4.1      Whether the Applicants allege to have tendered their services on 25 September 2015 or 25 October 2015;

4.2      Whether the Applicants allege to have walked to the First Respondent’s premises together or if they met there;

4.3      Whether it was Patrick or Mr Walker that allegedly turned the Applicants away.

[5]       In my view, none of the above are material, as it is a common cause fact that the Applicants were not reinstated, and thus that the reinstatement portion of the order was not complied with.

[6]       The Respondents argue that this being an ex parte application, it is only in respect of the First Applicant, and not the Second Applicant. This is not correct. The nature of an ex parte application is that is in an application with only an applicant party, and no respondent party. It is not limited to one applicant party.

[7]       In order to get relief in this application, the Applicants must prove the following:

7.1      the existence of a court order

7.2      service or notice of the court order

7.3      non-compliance with the terms of the order

7.4         wilfulness and mala fides beyond reasonable doubt

[8]       It is common cause that there is an existing court order, and that same was served on the Respondents. It is also common cause that there has been non-compliance with the reinstatement portion of the court order. What is in dispute is whether, beyond reasonable doubt, such non-compliance is due to the wilfulness and mala fides of the Respondents.

[9]       The Respondents have to date, not taken a single step to try and comply with the court order which directs them to reinstate the Applicants. Seeing as they hold an order of this Court directing them to reinstate the Applicants, they had a legal responsibility to take steps to do so. Even though the Respondents do allege[1] that once the First Respondent became aware of the award, it implemented measures to ensure that it complied with the arbitration award, absolutely no measures to reinstate the Applicants has been demonstrated to this Court. As late as from the time that the Applicants launched these contempt proceedings, there could have been no doubt in the minds of the Respondents that the Applicants were unhappy with not having been reinstated, and that they were tendering their services to the First Respondent.

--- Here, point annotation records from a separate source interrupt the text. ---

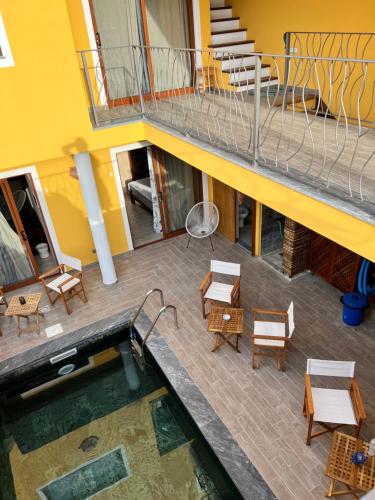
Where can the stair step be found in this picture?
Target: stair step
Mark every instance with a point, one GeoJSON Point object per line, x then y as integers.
{"type": "Point", "coordinates": [226, 57]}
{"type": "Point", "coordinates": [225, 19]}
{"type": "Point", "coordinates": [228, 36]}
{"type": "Point", "coordinates": [245, 68]}
{"type": "Point", "coordinates": [225, 32]}
{"type": "Point", "coordinates": [250, 84]}
{"type": "Point", "coordinates": [217, 13]}
{"type": "Point", "coordinates": [229, 44]}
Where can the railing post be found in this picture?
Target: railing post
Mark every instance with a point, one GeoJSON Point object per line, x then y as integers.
{"type": "Point", "coordinates": [141, 101]}
{"type": "Point", "coordinates": [89, 89]}
{"type": "Point", "coordinates": [286, 68]}
{"type": "Point", "coordinates": [256, 116]}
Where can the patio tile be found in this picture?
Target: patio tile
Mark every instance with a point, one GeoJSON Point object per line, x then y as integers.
{"type": "Point", "coordinates": [262, 408]}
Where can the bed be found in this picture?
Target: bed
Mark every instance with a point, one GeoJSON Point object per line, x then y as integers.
{"type": "Point", "coordinates": [140, 191]}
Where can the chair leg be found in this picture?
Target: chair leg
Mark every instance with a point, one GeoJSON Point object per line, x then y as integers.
{"type": "Point", "coordinates": [309, 429]}
{"type": "Point", "coordinates": [203, 308]}
{"type": "Point", "coordinates": [68, 310]}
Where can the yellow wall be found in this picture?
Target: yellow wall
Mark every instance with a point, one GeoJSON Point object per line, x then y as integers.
{"type": "Point", "coordinates": [342, 228]}
{"type": "Point", "coordinates": [42, 98]}
{"type": "Point", "coordinates": [45, 118]}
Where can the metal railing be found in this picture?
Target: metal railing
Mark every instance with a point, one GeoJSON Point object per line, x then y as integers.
{"type": "Point", "coordinates": [308, 117]}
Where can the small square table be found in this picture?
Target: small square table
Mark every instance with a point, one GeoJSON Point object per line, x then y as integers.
{"type": "Point", "coordinates": [30, 308]}
{"type": "Point", "coordinates": [357, 478]}
{"type": "Point", "coordinates": [223, 329]}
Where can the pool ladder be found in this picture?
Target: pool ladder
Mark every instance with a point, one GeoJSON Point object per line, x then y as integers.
{"type": "Point", "coordinates": [137, 348]}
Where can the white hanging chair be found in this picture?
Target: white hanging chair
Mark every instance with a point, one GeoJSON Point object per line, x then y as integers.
{"type": "Point", "coordinates": [202, 221]}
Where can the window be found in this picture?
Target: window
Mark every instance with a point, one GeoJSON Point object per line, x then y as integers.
{"type": "Point", "coordinates": [6, 58]}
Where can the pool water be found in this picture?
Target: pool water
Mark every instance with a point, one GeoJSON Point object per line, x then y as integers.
{"type": "Point", "coordinates": [111, 431]}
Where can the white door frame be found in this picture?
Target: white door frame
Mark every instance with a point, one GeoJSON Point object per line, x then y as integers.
{"type": "Point", "coordinates": [32, 171]}
{"type": "Point", "coordinates": [120, 192]}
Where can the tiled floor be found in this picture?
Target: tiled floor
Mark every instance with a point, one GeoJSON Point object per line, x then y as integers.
{"type": "Point", "coordinates": [262, 408]}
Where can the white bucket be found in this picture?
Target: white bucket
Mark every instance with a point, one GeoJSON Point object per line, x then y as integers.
{"type": "Point", "coordinates": [42, 250]}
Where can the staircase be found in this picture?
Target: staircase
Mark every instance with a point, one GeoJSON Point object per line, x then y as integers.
{"type": "Point", "coordinates": [226, 35]}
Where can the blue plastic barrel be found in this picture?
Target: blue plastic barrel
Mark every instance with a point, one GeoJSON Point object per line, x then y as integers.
{"type": "Point", "coordinates": [354, 305]}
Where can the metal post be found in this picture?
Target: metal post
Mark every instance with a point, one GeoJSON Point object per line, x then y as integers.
{"type": "Point", "coordinates": [286, 68]}
{"type": "Point", "coordinates": [89, 89]}
{"type": "Point", "coordinates": [256, 117]}
{"type": "Point", "coordinates": [133, 48]}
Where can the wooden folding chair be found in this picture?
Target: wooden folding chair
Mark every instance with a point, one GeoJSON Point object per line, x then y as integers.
{"type": "Point", "coordinates": [332, 408]}
{"type": "Point", "coordinates": [67, 285]}
{"type": "Point", "coordinates": [269, 337]}
{"type": "Point", "coordinates": [217, 292]}
{"type": "Point", "coordinates": [3, 304]}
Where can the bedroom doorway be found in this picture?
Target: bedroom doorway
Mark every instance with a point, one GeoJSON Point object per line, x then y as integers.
{"type": "Point", "coordinates": [159, 190]}
{"type": "Point", "coordinates": [26, 249]}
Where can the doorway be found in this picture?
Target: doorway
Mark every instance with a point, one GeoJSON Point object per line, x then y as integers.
{"type": "Point", "coordinates": [26, 250]}
{"type": "Point", "coordinates": [119, 24]}
{"type": "Point", "coordinates": [246, 211]}
{"type": "Point", "coordinates": [272, 237]}
{"type": "Point", "coordinates": [159, 190]}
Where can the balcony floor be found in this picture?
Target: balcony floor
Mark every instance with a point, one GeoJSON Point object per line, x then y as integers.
{"type": "Point", "coordinates": [325, 153]}
{"type": "Point", "coordinates": [262, 408]}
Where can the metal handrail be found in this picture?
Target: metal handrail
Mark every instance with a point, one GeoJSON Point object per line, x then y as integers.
{"type": "Point", "coordinates": [310, 117]}
{"type": "Point", "coordinates": [162, 310]}
{"type": "Point", "coordinates": [229, 53]}
{"type": "Point", "coordinates": [150, 292]}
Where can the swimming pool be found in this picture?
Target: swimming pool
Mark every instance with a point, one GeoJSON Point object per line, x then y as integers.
{"type": "Point", "coordinates": [107, 429]}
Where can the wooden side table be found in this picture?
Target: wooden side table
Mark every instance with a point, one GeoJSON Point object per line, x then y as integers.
{"type": "Point", "coordinates": [357, 478]}
{"type": "Point", "coordinates": [223, 329]}
{"type": "Point", "coordinates": [30, 308]}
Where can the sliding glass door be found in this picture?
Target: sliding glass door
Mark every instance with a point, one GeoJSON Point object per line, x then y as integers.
{"type": "Point", "coordinates": [165, 24]}
{"type": "Point", "coordinates": [168, 27]}
{"type": "Point", "coordinates": [179, 186]}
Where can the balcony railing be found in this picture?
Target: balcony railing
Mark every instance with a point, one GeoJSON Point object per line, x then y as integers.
{"type": "Point", "coordinates": [308, 117]}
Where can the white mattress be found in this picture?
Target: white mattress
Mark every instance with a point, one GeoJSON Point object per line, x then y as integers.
{"type": "Point", "coordinates": [142, 186]}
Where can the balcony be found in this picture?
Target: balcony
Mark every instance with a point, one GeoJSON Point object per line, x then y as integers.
{"type": "Point", "coordinates": [261, 408]}
{"type": "Point", "coordinates": [305, 121]}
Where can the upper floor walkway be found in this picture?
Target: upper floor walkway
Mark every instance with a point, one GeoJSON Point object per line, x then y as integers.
{"type": "Point", "coordinates": [307, 121]}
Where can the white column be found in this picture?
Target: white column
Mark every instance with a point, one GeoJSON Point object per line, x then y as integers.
{"type": "Point", "coordinates": [95, 215]}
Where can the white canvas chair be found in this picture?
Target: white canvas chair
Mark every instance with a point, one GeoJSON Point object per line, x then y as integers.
{"type": "Point", "coordinates": [270, 337]}
{"type": "Point", "coordinates": [68, 284]}
{"type": "Point", "coordinates": [332, 408]}
{"type": "Point", "coordinates": [214, 291]}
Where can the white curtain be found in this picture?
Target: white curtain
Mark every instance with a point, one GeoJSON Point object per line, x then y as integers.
{"type": "Point", "coordinates": [179, 184]}
{"type": "Point", "coordinates": [14, 265]}
{"type": "Point", "coordinates": [117, 23]}
{"type": "Point", "coordinates": [167, 22]}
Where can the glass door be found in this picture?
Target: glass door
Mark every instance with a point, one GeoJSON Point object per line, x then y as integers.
{"type": "Point", "coordinates": [168, 28]}
{"type": "Point", "coordinates": [17, 264]}
{"type": "Point", "coordinates": [164, 24]}
{"type": "Point", "coordinates": [180, 187]}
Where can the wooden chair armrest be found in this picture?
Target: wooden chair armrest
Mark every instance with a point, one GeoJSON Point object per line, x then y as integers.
{"type": "Point", "coordinates": [269, 312]}
{"type": "Point", "coordinates": [356, 397]}
{"type": "Point", "coordinates": [269, 337]}
{"type": "Point", "coordinates": [52, 271]}
{"type": "Point", "coordinates": [207, 280]}
{"type": "Point", "coordinates": [308, 393]}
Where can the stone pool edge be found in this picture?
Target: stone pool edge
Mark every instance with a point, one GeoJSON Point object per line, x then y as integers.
{"type": "Point", "coordinates": [238, 466]}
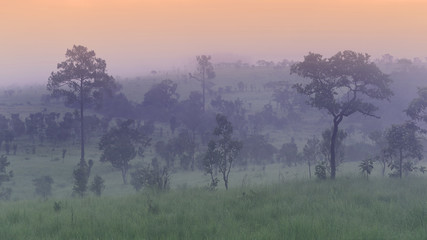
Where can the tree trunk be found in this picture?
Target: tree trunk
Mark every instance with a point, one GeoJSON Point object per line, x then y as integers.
{"type": "Point", "coordinates": [400, 163]}
{"type": "Point", "coordinates": [337, 121]}
{"type": "Point", "coordinates": [82, 158]}
{"type": "Point", "coordinates": [203, 86]}
{"type": "Point", "coordinates": [124, 171]}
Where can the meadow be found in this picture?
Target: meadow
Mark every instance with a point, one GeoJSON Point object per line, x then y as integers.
{"type": "Point", "coordinates": [270, 201]}
{"type": "Point", "coordinates": [348, 208]}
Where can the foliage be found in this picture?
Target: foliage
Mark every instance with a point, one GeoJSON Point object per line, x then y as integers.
{"type": "Point", "coordinates": [97, 185]}
{"type": "Point", "coordinates": [151, 176]}
{"type": "Point", "coordinates": [320, 171]}
{"type": "Point", "coordinates": [222, 152]}
{"type": "Point", "coordinates": [403, 148]}
{"type": "Point", "coordinates": [121, 144]}
{"type": "Point", "coordinates": [256, 150]}
{"type": "Point", "coordinates": [43, 186]}
{"type": "Point", "coordinates": [288, 153]}
{"type": "Point", "coordinates": [417, 107]}
{"type": "Point", "coordinates": [81, 79]}
{"type": "Point", "coordinates": [205, 72]}
{"type": "Point", "coordinates": [160, 101]}
{"type": "Point", "coordinates": [342, 85]}
{"type": "Point", "coordinates": [5, 177]}
{"type": "Point", "coordinates": [325, 147]}
{"type": "Point", "coordinates": [366, 166]}
{"type": "Point", "coordinates": [81, 177]}
{"type": "Point", "coordinates": [382, 156]}
{"type": "Point", "coordinates": [310, 152]}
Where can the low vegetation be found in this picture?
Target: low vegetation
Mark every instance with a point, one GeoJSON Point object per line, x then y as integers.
{"type": "Point", "coordinates": [347, 208]}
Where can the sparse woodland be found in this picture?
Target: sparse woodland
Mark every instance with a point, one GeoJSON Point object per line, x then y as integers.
{"type": "Point", "coordinates": [337, 128]}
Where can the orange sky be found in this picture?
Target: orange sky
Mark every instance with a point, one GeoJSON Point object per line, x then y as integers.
{"type": "Point", "coordinates": [135, 36]}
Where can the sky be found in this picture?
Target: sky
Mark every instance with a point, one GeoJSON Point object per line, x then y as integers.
{"type": "Point", "coordinates": [137, 36]}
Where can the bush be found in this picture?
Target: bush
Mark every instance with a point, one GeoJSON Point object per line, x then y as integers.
{"type": "Point", "coordinates": [43, 186]}
{"type": "Point", "coordinates": [150, 176]}
{"type": "Point", "coordinates": [97, 186]}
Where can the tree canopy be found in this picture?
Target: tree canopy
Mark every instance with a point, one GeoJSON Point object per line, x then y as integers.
{"type": "Point", "coordinates": [343, 84]}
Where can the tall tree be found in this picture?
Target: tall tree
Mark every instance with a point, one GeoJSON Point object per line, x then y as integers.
{"type": "Point", "coordinates": [80, 79]}
{"type": "Point", "coordinates": [121, 144]}
{"type": "Point", "coordinates": [310, 152]}
{"type": "Point", "coordinates": [205, 71]}
{"type": "Point", "coordinates": [223, 152]}
{"type": "Point", "coordinates": [417, 107]}
{"type": "Point", "coordinates": [342, 85]}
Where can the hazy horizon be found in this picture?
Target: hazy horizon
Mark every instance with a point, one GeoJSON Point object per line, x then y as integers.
{"type": "Point", "coordinates": [137, 36]}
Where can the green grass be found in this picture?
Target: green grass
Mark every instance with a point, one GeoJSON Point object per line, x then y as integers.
{"type": "Point", "coordinates": [348, 208]}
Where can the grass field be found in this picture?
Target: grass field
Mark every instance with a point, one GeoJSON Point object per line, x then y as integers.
{"type": "Point", "coordinates": [348, 208]}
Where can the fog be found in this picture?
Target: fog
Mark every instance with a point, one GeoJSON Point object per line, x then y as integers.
{"type": "Point", "coordinates": [135, 37]}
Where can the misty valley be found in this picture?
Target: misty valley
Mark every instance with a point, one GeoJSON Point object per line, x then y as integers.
{"type": "Point", "coordinates": [329, 147]}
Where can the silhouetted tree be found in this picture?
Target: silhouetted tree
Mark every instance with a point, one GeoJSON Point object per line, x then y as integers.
{"type": "Point", "coordinates": [121, 144]}
{"type": "Point", "coordinates": [205, 72]}
{"type": "Point", "coordinates": [80, 78]}
{"type": "Point", "coordinates": [417, 108]}
{"type": "Point", "coordinates": [342, 85]}
{"type": "Point", "coordinates": [225, 149]}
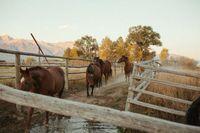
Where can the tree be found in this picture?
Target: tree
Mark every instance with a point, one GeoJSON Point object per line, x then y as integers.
{"type": "Point", "coordinates": [87, 45]}
{"type": "Point", "coordinates": [144, 37]}
{"type": "Point", "coordinates": [67, 52]}
{"type": "Point", "coordinates": [73, 53]}
{"type": "Point", "coordinates": [164, 54]}
{"type": "Point", "coordinates": [107, 49]}
{"type": "Point", "coordinates": [29, 60]}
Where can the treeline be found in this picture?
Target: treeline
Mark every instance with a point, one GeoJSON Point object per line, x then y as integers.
{"type": "Point", "coordinates": [136, 45]}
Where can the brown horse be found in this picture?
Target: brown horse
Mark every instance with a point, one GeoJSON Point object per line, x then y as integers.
{"type": "Point", "coordinates": [106, 68]}
{"type": "Point", "coordinates": [193, 113]}
{"type": "Point", "coordinates": [128, 68]}
{"type": "Point", "coordinates": [93, 77]}
{"type": "Point", "coordinates": [42, 81]}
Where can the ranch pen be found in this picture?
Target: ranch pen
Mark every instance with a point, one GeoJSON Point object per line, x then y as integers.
{"type": "Point", "coordinates": [87, 111]}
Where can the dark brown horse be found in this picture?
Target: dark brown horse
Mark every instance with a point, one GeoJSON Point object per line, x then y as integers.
{"type": "Point", "coordinates": [193, 113]}
{"type": "Point", "coordinates": [106, 68]}
{"type": "Point", "coordinates": [42, 81]}
{"type": "Point", "coordinates": [128, 68]}
{"type": "Point", "coordinates": [93, 77]}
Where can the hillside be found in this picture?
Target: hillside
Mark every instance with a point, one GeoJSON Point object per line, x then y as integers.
{"type": "Point", "coordinates": [7, 42]}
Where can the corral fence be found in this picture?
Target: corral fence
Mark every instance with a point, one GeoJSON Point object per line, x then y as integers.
{"type": "Point", "coordinates": [61, 61]}
{"type": "Point", "coordinates": [87, 111]}
{"type": "Point", "coordinates": [136, 90]}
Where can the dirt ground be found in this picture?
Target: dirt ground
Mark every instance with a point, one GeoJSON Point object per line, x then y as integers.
{"type": "Point", "coordinates": [112, 95]}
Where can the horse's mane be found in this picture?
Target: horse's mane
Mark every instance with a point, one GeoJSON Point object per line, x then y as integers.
{"type": "Point", "coordinates": [36, 68]}
{"type": "Point", "coordinates": [90, 68]}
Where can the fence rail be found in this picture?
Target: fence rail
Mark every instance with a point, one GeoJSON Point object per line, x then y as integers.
{"type": "Point", "coordinates": [93, 112]}
{"type": "Point", "coordinates": [135, 92]}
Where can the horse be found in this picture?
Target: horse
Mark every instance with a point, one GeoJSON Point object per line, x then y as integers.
{"type": "Point", "coordinates": [93, 77]}
{"type": "Point", "coordinates": [128, 68]}
{"type": "Point", "coordinates": [193, 113]}
{"type": "Point", "coordinates": [106, 68]}
{"type": "Point", "coordinates": [44, 81]}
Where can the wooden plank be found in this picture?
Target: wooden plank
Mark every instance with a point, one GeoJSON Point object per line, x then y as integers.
{"type": "Point", "coordinates": [76, 72]}
{"type": "Point", "coordinates": [7, 77]}
{"type": "Point", "coordinates": [169, 83]}
{"type": "Point", "coordinates": [93, 112]}
{"type": "Point", "coordinates": [66, 75]}
{"type": "Point", "coordinates": [7, 65]}
{"type": "Point", "coordinates": [163, 96]}
{"type": "Point", "coordinates": [140, 93]}
{"type": "Point", "coordinates": [17, 70]}
{"type": "Point", "coordinates": [158, 69]}
{"type": "Point", "coordinates": [156, 107]}
{"type": "Point", "coordinates": [33, 54]}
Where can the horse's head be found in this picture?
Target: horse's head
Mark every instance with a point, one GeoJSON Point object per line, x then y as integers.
{"type": "Point", "coordinates": [123, 59]}
{"type": "Point", "coordinates": [96, 59]}
{"type": "Point", "coordinates": [27, 83]}
{"type": "Point", "coordinates": [90, 79]}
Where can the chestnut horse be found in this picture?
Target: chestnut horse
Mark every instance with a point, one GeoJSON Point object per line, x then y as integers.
{"type": "Point", "coordinates": [128, 68]}
{"type": "Point", "coordinates": [106, 68]}
{"type": "Point", "coordinates": [93, 77]}
{"type": "Point", "coordinates": [193, 113]}
{"type": "Point", "coordinates": [42, 81]}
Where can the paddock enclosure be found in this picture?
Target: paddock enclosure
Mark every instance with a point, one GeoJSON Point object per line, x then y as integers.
{"type": "Point", "coordinates": [127, 119]}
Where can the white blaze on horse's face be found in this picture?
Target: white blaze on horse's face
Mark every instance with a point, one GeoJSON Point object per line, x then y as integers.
{"type": "Point", "coordinates": [22, 79]}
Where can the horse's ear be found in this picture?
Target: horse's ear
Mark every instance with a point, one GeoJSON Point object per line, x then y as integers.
{"type": "Point", "coordinates": [21, 71]}
{"type": "Point", "coordinates": [27, 71]}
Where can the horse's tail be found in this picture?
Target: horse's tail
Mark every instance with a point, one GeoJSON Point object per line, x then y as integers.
{"type": "Point", "coordinates": [192, 115]}
{"type": "Point", "coordinates": [90, 69]}
{"type": "Point", "coordinates": [110, 73]}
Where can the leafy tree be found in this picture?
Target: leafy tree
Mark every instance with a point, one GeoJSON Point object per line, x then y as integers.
{"type": "Point", "coordinates": [87, 46]}
{"type": "Point", "coordinates": [67, 52]}
{"type": "Point", "coordinates": [144, 37]}
{"type": "Point", "coordinates": [164, 54]}
{"type": "Point", "coordinates": [106, 49]}
{"type": "Point", "coordinates": [73, 53]}
{"type": "Point", "coordinates": [29, 60]}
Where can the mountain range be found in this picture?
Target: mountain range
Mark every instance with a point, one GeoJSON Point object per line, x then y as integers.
{"type": "Point", "coordinates": [24, 45]}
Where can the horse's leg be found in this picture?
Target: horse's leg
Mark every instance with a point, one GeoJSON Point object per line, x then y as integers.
{"type": "Point", "coordinates": [92, 90]}
{"type": "Point", "coordinates": [28, 124]}
{"type": "Point", "coordinates": [106, 78]}
{"type": "Point", "coordinates": [87, 89]}
{"type": "Point", "coordinates": [60, 93]}
{"type": "Point", "coordinates": [47, 117]}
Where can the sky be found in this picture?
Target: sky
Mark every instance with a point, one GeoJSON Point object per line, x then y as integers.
{"type": "Point", "coordinates": [177, 21]}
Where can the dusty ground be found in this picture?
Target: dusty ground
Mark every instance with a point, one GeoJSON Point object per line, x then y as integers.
{"type": "Point", "coordinates": [112, 95]}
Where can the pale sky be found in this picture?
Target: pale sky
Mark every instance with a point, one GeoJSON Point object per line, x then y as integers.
{"type": "Point", "coordinates": [177, 21]}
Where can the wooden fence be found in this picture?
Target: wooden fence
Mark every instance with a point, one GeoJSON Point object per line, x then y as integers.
{"type": "Point", "coordinates": [64, 64]}
{"type": "Point", "coordinates": [151, 68]}
{"type": "Point", "coordinates": [93, 112]}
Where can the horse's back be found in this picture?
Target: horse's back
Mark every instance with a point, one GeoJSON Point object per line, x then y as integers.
{"type": "Point", "coordinates": [59, 78]}
{"type": "Point", "coordinates": [193, 113]}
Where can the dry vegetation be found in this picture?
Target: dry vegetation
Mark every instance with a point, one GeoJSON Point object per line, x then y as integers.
{"type": "Point", "coordinates": [169, 91]}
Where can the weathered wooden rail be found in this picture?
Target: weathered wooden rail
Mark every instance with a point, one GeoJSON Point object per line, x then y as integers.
{"type": "Point", "coordinates": [64, 64]}
{"type": "Point", "coordinates": [93, 112]}
{"type": "Point", "coordinates": [135, 92]}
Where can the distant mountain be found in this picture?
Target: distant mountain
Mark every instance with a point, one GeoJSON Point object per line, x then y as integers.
{"type": "Point", "coordinates": [7, 42]}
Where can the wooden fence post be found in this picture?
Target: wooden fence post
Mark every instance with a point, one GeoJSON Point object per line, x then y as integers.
{"type": "Point", "coordinates": [17, 78]}
{"type": "Point", "coordinates": [115, 69]}
{"type": "Point", "coordinates": [130, 93]}
{"type": "Point", "coordinates": [66, 74]}
{"type": "Point", "coordinates": [17, 70]}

[10]    The Respondents took no steps to reinstate the Applicants, but instead used their time and resources to contest these contempt proceedings. As at the date of the contempt proceedings, the Respondents are still not trying to reinstate the Applicants. The conduct of the Respondents shows beyond reasonable doubt that they have no intention of reinstating the Applicants, as at 25 September 2015, or any other date.

[11]    Orders of this Court are to be respected and complied with, failing which consequences follow for parties who choose to disregard same.

Order:

1.    The Respondents are held to be in willful contempt of the court order dated 8 September 2015.

2.    The Respondents are to reinstate the Applicants within 15 days of the date of this order.

3.    The Respondents are to pay a fine in the amount of R50 000 (Fifty Thousand Rand), being R25 000.00 (Twenty-Five Thousand Rand) payable to each of the Applicants. This fine is to be paid within 15 days of this order.

4.    No order is made as to costs.

_______________________

Raphulu L

Acting Judge of the Labour Court of South Africa

Appearances:

For the Applicants:              Self-Represented

For the Respondents:         S Lancaster of Lancaster Kungoane Attorneys

[1] At para 12 of the Opposing Affidavit.